Boost logo

Boost :

Subject: [boost] [Endian] Review / Comments
From: Tim Blechmann (tim_at_[hidden])
Date: 2011-09-08 06:33:02


hi,

documentation
the documentation in general is pretty short, but sufficient: the concepts of
the library are easy, so there is no need to go into more details.
however i would prefer if the documentation uses quickbook/boostbook. most of
the recent boost libraries have a very similar layout of the documentation,
but the boost.endian docs do not follow these conventions.

also the docs for `conversion functions' and for `integer types' are separate.
personally i'd prefer if they could go into the same document, maybe having a
structure like: introduction, integer types, conversion functions, examples,
reference (preferably doxygen-generated).
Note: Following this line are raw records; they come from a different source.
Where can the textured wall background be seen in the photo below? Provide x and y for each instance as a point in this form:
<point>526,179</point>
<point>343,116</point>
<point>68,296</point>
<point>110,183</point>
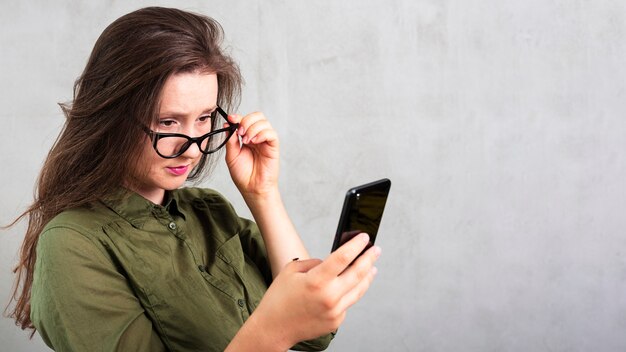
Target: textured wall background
<point>500,123</point>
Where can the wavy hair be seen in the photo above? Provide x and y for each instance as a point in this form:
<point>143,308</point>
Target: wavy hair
<point>100,141</point>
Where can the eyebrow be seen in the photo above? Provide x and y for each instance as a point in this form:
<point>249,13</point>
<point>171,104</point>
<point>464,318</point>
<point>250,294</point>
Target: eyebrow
<point>178,114</point>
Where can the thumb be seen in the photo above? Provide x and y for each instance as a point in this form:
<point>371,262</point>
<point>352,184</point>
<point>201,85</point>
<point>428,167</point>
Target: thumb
<point>302,266</point>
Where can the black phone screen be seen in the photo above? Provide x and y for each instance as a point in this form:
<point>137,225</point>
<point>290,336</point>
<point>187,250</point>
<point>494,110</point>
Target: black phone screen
<point>362,212</point>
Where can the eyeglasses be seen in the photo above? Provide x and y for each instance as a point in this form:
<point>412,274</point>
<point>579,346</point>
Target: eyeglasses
<point>172,145</point>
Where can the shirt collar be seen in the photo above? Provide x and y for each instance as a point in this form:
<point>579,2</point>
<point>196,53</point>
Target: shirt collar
<point>136,209</point>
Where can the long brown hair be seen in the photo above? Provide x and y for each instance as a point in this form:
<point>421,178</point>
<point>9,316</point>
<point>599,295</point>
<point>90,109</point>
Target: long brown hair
<point>119,88</point>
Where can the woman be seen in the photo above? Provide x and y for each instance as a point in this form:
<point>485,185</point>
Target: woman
<point>118,257</point>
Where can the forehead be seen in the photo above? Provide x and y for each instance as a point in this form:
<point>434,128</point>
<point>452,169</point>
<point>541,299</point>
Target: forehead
<point>188,93</point>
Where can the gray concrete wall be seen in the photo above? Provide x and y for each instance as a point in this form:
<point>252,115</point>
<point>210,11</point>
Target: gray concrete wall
<point>500,123</point>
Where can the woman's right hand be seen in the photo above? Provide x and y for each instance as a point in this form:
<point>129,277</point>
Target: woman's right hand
<point>309,298</point>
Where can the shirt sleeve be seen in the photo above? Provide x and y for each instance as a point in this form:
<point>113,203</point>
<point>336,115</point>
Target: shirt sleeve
<point>80,302</point>
<point>253,246</point>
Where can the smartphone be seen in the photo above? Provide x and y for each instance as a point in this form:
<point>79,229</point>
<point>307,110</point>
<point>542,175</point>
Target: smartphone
<point>362,212</point>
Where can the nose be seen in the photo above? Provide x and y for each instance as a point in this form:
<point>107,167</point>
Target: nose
<point>192,152</point>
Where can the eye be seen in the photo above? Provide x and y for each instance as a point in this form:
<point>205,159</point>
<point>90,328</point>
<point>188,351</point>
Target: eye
<point>204,118</point>
<point>167,123</point>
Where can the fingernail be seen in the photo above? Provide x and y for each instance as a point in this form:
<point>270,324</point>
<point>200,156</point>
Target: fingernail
<point>377,251</point>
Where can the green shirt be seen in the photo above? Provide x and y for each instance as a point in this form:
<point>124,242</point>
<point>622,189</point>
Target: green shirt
<point>128,275</point>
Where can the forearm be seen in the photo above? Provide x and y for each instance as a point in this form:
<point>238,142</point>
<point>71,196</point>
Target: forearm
<point>254,335</point>
<point>281,239</point>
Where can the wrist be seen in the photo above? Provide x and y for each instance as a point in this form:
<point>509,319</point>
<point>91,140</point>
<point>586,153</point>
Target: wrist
<point>262,199</point>
<point>263,335</point>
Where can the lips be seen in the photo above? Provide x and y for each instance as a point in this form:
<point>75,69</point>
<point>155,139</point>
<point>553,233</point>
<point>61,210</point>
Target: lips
<point>178,170</point>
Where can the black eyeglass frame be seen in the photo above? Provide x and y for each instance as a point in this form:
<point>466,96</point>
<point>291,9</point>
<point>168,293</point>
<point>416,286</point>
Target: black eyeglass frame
<point>156,136</point>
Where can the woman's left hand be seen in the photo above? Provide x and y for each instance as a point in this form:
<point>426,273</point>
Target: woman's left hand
<point>254,163</point>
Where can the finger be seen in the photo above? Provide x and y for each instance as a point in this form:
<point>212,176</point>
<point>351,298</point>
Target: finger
<point>359,270</point>
<point>339,260</point>
<point>233,148</point>
<point>256,128</point>
<point>266,136</point>
<point>357,292</point>
<point>302,266</point>
<point>248,121</point>
<point>234,118</point>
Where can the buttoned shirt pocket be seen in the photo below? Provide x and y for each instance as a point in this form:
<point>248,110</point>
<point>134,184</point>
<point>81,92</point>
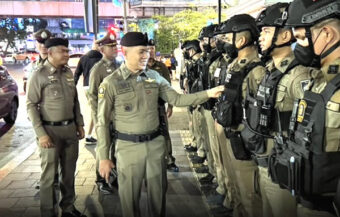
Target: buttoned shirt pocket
<point>54,90</point>
<point>151,94</point>
<point>332,138</point>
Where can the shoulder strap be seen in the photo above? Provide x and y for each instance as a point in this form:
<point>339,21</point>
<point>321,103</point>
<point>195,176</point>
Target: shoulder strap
<point>330,88</point>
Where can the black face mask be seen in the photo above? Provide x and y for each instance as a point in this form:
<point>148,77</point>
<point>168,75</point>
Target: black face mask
<point>220,46</point>
<point>305,55</point>
<point>186,55</point>
<point>230,50</point>
<point>207,48</point>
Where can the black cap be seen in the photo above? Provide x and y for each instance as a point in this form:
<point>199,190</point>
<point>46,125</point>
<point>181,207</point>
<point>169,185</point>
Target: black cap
<point>56,42</point>
<point>151,42</point>
<point>108,39</point>
<point>274,15</point>
<point>42,35</point>
<point>309,12</point>
<point>207,31</point>
<point>131,39</point>
<point>240,23</point>
<point>193,44</point>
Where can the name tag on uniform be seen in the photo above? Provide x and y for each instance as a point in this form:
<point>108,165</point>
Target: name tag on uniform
<point>217,72</point>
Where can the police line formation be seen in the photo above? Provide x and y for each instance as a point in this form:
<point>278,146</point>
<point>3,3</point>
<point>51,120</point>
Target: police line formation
<point>265,117</point>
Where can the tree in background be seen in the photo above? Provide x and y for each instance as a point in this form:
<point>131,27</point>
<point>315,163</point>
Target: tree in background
<point>184,25</point>
<point>12,29</point>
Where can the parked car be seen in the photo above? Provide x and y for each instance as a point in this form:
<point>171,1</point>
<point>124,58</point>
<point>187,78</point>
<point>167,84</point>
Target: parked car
<point>9,58</point>
<point>74,59</point>
<point>9,100</point>
<point>26,56</point>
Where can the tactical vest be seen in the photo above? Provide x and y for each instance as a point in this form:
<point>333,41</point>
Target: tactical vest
<point>229,105</point>
<point>260,113</point>
<point>300,164</point>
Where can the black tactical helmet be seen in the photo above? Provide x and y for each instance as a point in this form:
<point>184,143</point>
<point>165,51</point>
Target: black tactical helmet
<point>309,12</point>
<point>274,15</point>
<point>193,44</point>
<point>240,23</point>
<point>207,31</point>
<point>221,28</point>
<point>184,44</point>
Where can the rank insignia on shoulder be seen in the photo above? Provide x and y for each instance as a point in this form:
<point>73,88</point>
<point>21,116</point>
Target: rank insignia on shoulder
<point>333,69</point>
<point>284,63</point>
<point>101,92</point>
<point>301,110</point>
<point>304,85</point>
<point>150,80</point>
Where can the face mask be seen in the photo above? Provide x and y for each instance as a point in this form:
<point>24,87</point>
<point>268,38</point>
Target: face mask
<point>305,55</point>
<point>220,46</point>
<point>230,50</point>
<point>186,55</point>
<point>207,48</point>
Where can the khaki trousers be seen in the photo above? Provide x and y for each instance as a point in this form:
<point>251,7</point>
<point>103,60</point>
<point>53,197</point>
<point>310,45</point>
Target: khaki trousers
<point>64,154</point>
<point>277,202</point>
<point>248,201</point>
<point>137,162</point>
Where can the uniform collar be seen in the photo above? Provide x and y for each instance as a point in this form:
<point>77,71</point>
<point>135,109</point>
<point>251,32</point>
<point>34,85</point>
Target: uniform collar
<point>50,67</point>
<point>331,70</point>
<point>127,72</point>
<point>285,62</point>
<point>107,61</point>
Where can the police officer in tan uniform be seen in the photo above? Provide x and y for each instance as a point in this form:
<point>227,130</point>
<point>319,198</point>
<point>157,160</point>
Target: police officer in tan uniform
<point>132,94</point>
<point>103,68</point>
<point>164,113</point>
<point>316,27</point>
<point>40,36</point>
<point>244,73</point>
<point>53,108</point>
<point>285,81</point>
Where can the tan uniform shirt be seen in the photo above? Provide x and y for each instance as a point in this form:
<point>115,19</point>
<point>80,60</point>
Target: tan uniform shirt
<point>52,96</point>
<point>98,72</point>
<point>134,101</point>
<point>254,76</point>
<point>332,125</point>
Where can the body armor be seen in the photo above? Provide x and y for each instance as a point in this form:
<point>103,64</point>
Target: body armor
<point>300,164</point>
<point>260,114</point>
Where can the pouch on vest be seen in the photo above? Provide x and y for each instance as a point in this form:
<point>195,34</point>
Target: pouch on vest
<point>239,150</point>
<point>318,171</point>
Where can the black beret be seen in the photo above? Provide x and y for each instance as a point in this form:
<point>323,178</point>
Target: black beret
<point>131,39</point>
<point>56,42</point>
<point>42,35</point>
<point>109,39</point>
<point>151,42</point>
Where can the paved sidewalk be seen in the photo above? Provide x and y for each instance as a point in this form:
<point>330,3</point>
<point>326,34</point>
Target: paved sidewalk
<point>18,196</point>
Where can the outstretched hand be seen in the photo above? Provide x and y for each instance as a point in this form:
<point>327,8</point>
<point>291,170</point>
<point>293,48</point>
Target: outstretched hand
<point>215,92</point>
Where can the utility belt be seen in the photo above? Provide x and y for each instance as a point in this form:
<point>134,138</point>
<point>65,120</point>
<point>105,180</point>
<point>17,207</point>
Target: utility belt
<point>302,172</point>
<point>137,138</point>
<point>58,123</point>
<point>261,161</point>
<point>237,145</point>
<point>209,105</point>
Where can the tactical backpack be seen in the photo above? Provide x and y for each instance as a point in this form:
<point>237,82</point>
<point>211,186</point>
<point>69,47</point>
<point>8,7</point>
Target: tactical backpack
<point>300,163</point>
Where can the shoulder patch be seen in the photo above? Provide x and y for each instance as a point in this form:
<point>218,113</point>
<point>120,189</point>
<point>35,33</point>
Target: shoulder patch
<point>284,63</point>
<point>101,91</point>
<point>304,85</point>
<point>333,69</point>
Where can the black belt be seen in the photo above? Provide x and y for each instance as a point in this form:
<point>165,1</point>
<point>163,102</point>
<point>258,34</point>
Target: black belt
<point>58,123</point>
<point>137,137</point>
<point>262,161</point>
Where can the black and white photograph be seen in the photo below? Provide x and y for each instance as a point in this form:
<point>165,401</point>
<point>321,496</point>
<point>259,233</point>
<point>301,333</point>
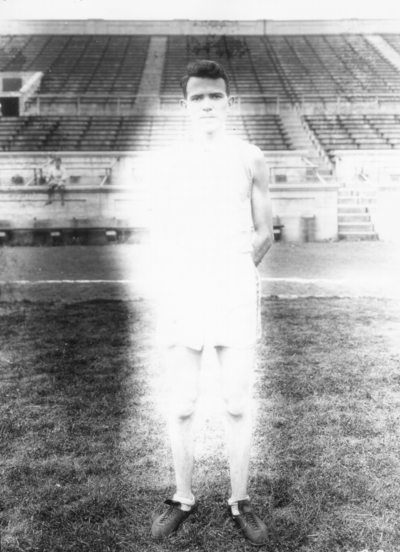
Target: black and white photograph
<point>199,276</point>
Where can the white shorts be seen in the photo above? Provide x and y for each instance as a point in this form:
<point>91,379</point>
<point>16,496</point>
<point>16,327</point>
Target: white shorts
<point>215,302</point>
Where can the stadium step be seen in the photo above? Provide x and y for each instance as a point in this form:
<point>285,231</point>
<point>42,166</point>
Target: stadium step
<point>355,206</point>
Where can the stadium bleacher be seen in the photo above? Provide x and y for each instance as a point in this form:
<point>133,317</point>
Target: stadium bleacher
<point>92,99</point>
<point>370,131</point>
<point>113,133</point>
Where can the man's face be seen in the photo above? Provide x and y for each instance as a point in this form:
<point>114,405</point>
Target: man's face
<point>207,103</point>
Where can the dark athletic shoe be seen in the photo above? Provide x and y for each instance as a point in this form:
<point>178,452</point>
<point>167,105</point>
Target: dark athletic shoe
<point>253,528</point>
<point>168,523</point>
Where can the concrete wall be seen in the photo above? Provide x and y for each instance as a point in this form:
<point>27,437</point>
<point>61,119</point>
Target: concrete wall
<point>296,207</point>
<point>386,218</point>
<point>128,207</point>
<point>185,26</point>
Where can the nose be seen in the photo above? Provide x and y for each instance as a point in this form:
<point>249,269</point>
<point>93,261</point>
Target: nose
<point>206,104</point>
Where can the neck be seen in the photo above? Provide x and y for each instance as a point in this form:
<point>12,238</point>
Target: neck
<point>209,140</point>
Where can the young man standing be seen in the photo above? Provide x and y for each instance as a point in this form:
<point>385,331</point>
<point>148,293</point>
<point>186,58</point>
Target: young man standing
<point>213,227</point>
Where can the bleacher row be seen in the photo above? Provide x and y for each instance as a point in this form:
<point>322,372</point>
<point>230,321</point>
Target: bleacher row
<point>348,132</point>
<point>289,66</point>
<point>113,133</point>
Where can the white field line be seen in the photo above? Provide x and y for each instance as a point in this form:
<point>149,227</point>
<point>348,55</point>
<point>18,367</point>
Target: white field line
<point>136,281</point>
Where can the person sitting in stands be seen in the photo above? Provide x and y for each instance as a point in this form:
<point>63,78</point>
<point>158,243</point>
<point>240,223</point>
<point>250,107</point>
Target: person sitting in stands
<point>56,178</point>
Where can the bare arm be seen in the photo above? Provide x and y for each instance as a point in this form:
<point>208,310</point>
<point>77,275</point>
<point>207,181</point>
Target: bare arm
<point>261,207</point>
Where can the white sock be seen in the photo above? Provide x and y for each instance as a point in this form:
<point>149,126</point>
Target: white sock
<point>235,506</point>
<point>186,503</point>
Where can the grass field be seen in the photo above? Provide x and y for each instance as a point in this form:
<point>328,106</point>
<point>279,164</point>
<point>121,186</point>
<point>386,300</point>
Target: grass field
<point>85,462</point>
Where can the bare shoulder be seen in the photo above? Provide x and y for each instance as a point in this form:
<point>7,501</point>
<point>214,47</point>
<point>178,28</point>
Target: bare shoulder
<point>255,159</point>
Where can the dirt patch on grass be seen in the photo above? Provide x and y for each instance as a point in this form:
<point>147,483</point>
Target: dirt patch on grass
<point>85,460</point>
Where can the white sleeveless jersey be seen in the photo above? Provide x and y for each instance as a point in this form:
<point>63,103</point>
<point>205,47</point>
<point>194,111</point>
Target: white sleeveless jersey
<point>204,200</point>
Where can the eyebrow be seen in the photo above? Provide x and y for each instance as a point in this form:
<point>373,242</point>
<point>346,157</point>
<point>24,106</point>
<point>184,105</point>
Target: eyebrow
<point>202,95</point>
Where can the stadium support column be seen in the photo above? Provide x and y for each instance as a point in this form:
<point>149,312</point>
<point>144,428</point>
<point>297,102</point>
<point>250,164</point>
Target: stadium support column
<point>150,85</point>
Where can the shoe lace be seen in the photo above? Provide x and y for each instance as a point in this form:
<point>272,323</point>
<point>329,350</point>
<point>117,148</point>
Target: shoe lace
<point>251,520</point>
<point>169,514</point>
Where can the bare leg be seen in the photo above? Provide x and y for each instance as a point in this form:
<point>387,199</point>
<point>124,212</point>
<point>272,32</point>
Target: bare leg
<point>236,378</point>
<point>183,374</point>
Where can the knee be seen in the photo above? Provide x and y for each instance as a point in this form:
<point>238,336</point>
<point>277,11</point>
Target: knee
<point>182,409</point>
<point>236,407</point>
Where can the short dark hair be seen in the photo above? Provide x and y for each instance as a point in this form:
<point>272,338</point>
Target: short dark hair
<point>205,69</point>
section `experience': this section gives no insights for people who use or
read the code. it mainly tells: "we are not the first and the domain of the
library is important.". imo this section can be removed (maybe the part that
it is not related to any c library can go to the `design considerations'

section "motivating use cases": this is more a marketing blurb/testimonial.
maybe this could be changed to a section about possible use cases, listing
`communicating between different devices' and `reading/writing of binary file
formats'.

provided files
i suppose, the msvc project file will go away when the library is merged into
trunk. besides, i'd suggest to move "boost/endian/support/timer.hpp" to
"lib/endian/support", because it only seems to be used by the benchmarks.

testsuite
scoped_enum_emulation_test.cpp ... not related to boost.endian, please remove

endian_operations_test.cpp and endian_in_union_test.cpp ... maybe rename from
_test.cpp to _compile_test.cpp? they don't seem to do any run-time tests. they
also should not include <cassert> since no assertion statement is needed, this
might speed up the compilation time of the testsuite by something like 50ms ;)

conversion functions
personally, i find the interface for the conversion functions rather odd, as
they don't actually return a value, but take a reference to the return value.
so they cannot really be used in a functional style.

if the reorder functions would have a signature like:
int16_t reorder(int16_t x);
it would be possible to use it as unary operator e.g. in with std::transform
and the like. this would also avoid the need for both in-place and out-of-
place functions.

iac, i don't see a reason for the in-place functions. for the reason, see
below.

performance considerations
the current implementation seems to perform horribly on x86_64 hardware. i ran
phil's nice benchmark program inside the `perf' profiler on my core i7 920
("g++-4.6 -O3 -std=gnu++0x -march=native"), where the algorithm takes MUCH
more time than htonl, gcc's builtins or a mask/shift implementation.

the main reason seems to be a huge amount of byte-wise load/stores, which lead
to a huge number of stalls. a mask/shift implementation will be computed
completely in registers, making use of instruction-level parallelism on out-
of-order cpus and requiring less memory transfers.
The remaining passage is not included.